On Tuesday, Oregon averaged $5.22 per gallon at the pump, climbing 5 cents from last week. The national average rose two cents, to $4.62 a gallon.

In Portland, the average price per gallon is now $5.28, a nickel up from last week and a new record.

The increase is driven primarily by the spike in crude oil costs. A barrel of crude is now above $116. The European Union ban on Russian oil exports will likely constrain global supply, according to AAA. Several nations, including the United States, have placed strict sanctions on Russia following its invasion of Ukraine. Russia is one of the world’s largest producers of oil.

But the continuous increase in costs likely won’t stop drivers from hitting the road this summer, said AAA spokesperson Marie Dodds.

“So far, the pent-up desire to travel as we emerge from the pandemic outweighs record high pump prices for many consumers,” Dodds said in a news release.

Prior to this year, Oregon and national gas prices had peaked in the summer of 2008. Oregon’s $4.29 per gallon record from that year would be about $5.76 today, accounting for inflation. And the national record from 2008, $4.27, would be about $5.73 in today’s dollars.

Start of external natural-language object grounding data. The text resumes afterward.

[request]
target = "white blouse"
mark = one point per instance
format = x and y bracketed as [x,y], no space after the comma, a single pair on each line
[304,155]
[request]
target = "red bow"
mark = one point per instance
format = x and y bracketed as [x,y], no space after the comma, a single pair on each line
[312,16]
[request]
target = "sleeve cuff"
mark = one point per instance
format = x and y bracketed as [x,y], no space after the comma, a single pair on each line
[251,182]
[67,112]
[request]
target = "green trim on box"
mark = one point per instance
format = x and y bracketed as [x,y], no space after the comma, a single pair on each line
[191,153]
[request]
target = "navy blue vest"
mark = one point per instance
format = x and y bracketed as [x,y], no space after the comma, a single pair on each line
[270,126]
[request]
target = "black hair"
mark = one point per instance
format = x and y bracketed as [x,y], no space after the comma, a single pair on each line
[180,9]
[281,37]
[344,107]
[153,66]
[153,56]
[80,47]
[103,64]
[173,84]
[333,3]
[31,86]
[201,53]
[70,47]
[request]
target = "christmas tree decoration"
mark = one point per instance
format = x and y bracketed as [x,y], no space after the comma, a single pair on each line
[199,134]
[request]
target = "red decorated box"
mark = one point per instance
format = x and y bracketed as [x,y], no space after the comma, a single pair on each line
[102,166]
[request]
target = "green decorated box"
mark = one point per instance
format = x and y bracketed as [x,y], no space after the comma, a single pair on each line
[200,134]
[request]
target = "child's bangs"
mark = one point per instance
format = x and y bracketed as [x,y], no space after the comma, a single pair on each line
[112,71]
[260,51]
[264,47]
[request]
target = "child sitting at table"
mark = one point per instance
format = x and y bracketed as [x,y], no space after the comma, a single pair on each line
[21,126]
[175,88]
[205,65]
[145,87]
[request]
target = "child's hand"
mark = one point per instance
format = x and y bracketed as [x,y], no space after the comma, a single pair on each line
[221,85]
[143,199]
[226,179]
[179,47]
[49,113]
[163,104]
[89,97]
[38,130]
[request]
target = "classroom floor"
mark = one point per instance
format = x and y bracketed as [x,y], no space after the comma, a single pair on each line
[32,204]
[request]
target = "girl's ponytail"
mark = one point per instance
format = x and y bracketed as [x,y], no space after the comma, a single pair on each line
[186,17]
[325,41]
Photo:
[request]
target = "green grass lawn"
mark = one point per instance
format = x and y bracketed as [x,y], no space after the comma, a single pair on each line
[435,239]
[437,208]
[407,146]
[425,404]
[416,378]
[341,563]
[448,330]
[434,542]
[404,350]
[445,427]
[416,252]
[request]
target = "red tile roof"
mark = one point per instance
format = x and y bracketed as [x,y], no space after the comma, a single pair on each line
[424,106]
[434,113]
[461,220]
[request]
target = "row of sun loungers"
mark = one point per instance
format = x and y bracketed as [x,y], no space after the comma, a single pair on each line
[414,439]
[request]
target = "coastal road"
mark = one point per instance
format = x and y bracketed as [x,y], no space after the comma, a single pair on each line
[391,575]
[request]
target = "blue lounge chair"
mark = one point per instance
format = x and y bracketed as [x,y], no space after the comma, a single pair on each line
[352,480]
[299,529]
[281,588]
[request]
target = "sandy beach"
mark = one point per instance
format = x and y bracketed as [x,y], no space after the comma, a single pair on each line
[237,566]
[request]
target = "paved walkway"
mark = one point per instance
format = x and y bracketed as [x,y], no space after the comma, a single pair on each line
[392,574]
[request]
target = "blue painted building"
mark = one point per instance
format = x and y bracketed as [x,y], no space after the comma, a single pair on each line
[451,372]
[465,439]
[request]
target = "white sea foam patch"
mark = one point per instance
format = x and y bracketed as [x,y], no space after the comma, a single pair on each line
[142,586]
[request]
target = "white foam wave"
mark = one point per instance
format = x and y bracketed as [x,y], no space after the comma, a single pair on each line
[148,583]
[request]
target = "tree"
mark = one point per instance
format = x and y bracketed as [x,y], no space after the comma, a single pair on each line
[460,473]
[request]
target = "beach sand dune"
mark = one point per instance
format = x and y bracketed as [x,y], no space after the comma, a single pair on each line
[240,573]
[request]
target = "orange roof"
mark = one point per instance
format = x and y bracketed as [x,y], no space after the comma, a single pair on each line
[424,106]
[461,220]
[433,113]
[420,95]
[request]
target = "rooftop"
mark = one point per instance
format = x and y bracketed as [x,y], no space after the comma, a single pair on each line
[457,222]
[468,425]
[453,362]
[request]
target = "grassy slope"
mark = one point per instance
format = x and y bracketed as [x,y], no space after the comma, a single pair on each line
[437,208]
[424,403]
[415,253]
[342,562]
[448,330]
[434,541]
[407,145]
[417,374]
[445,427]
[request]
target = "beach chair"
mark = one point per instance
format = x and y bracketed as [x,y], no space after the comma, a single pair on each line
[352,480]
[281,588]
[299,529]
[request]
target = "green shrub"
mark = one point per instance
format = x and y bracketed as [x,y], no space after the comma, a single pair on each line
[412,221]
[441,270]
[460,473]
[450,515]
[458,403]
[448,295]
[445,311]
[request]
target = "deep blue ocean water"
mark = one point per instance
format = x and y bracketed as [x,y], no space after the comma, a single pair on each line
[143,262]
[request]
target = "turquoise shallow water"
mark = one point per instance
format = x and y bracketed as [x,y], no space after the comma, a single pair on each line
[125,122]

Every state in the U.S. is now averaging more than $4 a gallon. Oregon’s rates are the fifth-highest nationwide, behind California, Hawaii, Nevada and Washington. California is still the only state above $6 per gallon.

Around Oregon, prices continue to be highest along the state’s southern border. Curry County is the most expensive, averaging $5.41 per gallon, and Harney and Lake counties are close behind at $5.38 and $5.37, respectively. Multnomah County is averaging $5.33 per gallon.